Caso Cucchi: quando la violenza tarda ad adeguarsi

Il caso del giovane Stefano Cucchi, assassinato dai carabinieri che lo avevano in custodia con un brutale pestaggio è episodio che, da una parte ci impone di prendere atto che nel nostro sistema giudiziario e nella prassi delle forze dell’ordine del nostro Paese certi episodi di barbarie sono oramai eccezionali e trovano anche una sia pur tardiva e difficile repressione. Dall’altra esso ci ammonisce che la barbarie della tortura giudiziaria è dura a scomparire, che fino a ieri è stata assolutamente “normale” nelle nostre caserme e nei nostri commissariati e che del pari “normale”, anziché la repressione di essi era la repressione di ogni aperta denuncia del triste fenomeno da parte della Magistratura che avrebbe dovuto ad essi rigorosamente opporsi e reagire.

Lo stesso ho inteso nei miei giovanissimi anni, dei carabinieri vantarsi di aver “saputo” far confessare un accusato a suon di botte ed anche di raffinate torture. Anche in epoca meno lontana vi sono stati processi (ne ricordo uno, per sequestro di persona, avanti al Tribunale di Civitavecchia in cui la tortura degli imputati, tanto erano dei pastori sardi... venne largamente utilizzata) sotto la “direzione” di un magistrato già mio compagno di studi universitari.

Che il fenomeno sia scomparso, che poliziotti, carabinieri (e magistrati) abbiano tutti il culto degli insegnamenti di Cesare Beccaria, non si può purtroppo affermare. Certo qualche decennio fa quella che sembra profilarsi come soluzione del “caso Cucchi” sarebbe stata impensabile. Ma la barbarie è sempre in agguato e se essa si manifesta con modalità diverse e più “moderne”, non direi che si possa stare veramente allegri.

Ieri le torture, verbalizzate e “regolate” dai libroni del cosiddetto diritto. Poi i pestaggi e le “coperture indecenti” e, magari, le raccomandazioni “prudenti” degli avvocati di non tirar fuori lagnanze poco concludenti e “irritanti”. Oggi l’eccezionalità degli episodi di grave violenza inquisitoria e, magari, un po’di giustizia per le vittime. E di silenzio per altre. Oggi però ci sono i “pentiti”. È un “progresso”? Solo ipotizzarla una simile affermazione mi dà i brividi.

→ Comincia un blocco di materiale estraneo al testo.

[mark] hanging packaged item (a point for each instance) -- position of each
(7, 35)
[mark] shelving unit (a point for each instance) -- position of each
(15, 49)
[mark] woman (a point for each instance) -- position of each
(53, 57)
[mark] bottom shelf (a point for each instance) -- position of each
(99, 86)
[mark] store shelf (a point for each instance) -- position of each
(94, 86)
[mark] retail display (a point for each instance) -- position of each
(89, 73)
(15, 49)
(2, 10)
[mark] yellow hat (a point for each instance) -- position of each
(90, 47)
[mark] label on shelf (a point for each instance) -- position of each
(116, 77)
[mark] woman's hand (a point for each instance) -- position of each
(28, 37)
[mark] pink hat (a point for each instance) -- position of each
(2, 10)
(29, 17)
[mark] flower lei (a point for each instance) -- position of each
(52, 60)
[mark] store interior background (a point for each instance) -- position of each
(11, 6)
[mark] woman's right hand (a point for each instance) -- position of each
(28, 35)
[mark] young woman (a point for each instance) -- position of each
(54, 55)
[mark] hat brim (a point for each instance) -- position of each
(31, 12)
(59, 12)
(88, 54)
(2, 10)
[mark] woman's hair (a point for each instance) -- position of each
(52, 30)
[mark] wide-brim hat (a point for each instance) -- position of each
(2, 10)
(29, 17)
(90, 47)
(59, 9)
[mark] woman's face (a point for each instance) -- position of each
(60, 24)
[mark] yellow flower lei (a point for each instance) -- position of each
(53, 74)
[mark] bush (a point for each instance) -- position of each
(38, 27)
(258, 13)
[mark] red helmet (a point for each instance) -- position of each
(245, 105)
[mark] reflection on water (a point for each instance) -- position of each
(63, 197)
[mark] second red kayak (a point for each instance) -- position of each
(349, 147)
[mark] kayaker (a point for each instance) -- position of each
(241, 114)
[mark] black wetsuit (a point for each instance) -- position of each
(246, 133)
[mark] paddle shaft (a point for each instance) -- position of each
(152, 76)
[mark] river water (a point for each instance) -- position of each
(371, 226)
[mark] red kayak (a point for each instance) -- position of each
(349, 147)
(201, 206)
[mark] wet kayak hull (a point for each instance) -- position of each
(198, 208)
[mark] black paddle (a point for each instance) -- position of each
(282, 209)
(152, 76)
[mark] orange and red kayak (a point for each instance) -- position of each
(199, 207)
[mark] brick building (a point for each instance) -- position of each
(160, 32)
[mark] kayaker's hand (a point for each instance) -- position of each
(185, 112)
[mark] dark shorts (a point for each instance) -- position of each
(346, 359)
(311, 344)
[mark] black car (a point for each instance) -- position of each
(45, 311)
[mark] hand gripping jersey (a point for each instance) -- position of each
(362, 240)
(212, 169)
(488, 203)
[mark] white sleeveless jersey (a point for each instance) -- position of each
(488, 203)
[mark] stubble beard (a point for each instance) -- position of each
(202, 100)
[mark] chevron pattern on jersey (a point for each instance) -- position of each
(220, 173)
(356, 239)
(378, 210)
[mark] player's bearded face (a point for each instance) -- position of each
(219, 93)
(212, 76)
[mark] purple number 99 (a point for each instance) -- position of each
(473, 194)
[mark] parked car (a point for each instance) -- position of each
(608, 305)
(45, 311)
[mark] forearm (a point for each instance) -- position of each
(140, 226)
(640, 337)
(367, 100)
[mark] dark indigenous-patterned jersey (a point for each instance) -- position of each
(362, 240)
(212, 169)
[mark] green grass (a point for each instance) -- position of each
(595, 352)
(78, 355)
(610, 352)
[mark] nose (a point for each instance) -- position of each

Del resto, Alessandro Manzoni in quella sua preziosa operetta “Storia della Colonna Infame” ha spiegato in modo esemplare che tra la tortura e l’uso della “impunità” ai correi “collaboranti” sono fenomeni che hanno la stessa radice e rappresentano due forme della stessa ingiustizia. Ben venga giustizia per il “caso Cucchi”. E non voltiamoci dall’altra parte né per negare che un progresso, comunque, c’è stato, né per evitare di gridare l’allarme per i casi in cui “simili sistemi” sono duri a scomparire. Ma non dimentichiamo l’insegnamento di Manzoni, la sua identificazione morale e logica della tortura con il “pentitismo”. Chi, magari, arrivi all’abominio di fare dei “pentiti” degli eroi intangibili, depositari di ogni pur impossibile verità, ricordi che ha poco da rallegrarsi se il caso Cucchi ha preso la piega che ha preso. Ricordiamo Manzoni.